Himalayan forest waste to carbon nanotubes: a green approach using NADES template for reactive orange 16 dye adsorption

Abstract

The development of environmentally benign methods for synthesizing carbon nanomaterials from biomass is gaining momentum due to growing concerns about sustainability and industrial pollution. In this study, Pinus roxburghii biomass was utilized as a renewable precursor for the hydrothermal synthesis of functionalized carbon nanotubes (f-CNTs). Natural deep eutectic solvents (NADESs), formulated using various hydrogen bond donors (HBDs) and choline chloride (ChCl) as a hydrogen bond acceptor (HBA), were explored as green, structure-directing, and functionalizing agents. Among the tested combinations, [ChCl/oxalic acid] (1 : 1 molar ratio) proved most effective in directing the formation of well-defined tubular nanostructures under optimized conditions (120 °C, 5 h).
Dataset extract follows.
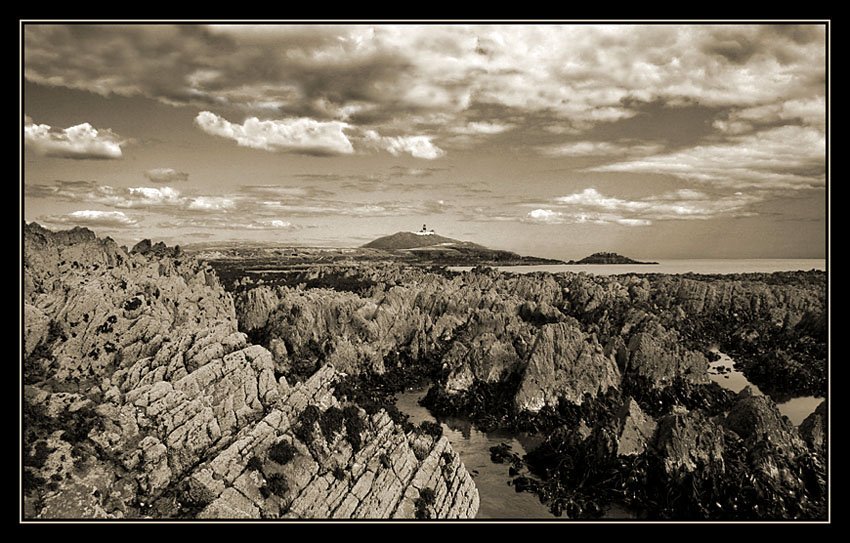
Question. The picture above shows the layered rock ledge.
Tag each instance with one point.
(142, 399)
The synthesized f-CNTs were subsequently applied for the adsorption of reactive orange 16 (RO16), a persistent azo dye commonly found in industrial effluents from textile-dense regions. Adsorption performance was evaluated through studying the adsorption isotherms and kinetic models, revealing that the process followed chemisorption. The thermodynamic analysis of the process was also conducted, depicting the endothermic (ΔH = 6783.47 J mol⁻¹) and spontaneous nature of the process. The synthesized f-CNTs offered a maximum adsorption capacity of 111.11 mg g⁻¹. Thus, this study illustrates the green route for the synthesis of CNTs using NADESs while meeting the sustainable development goals and also curbing the water pollution caused by reactive dyes.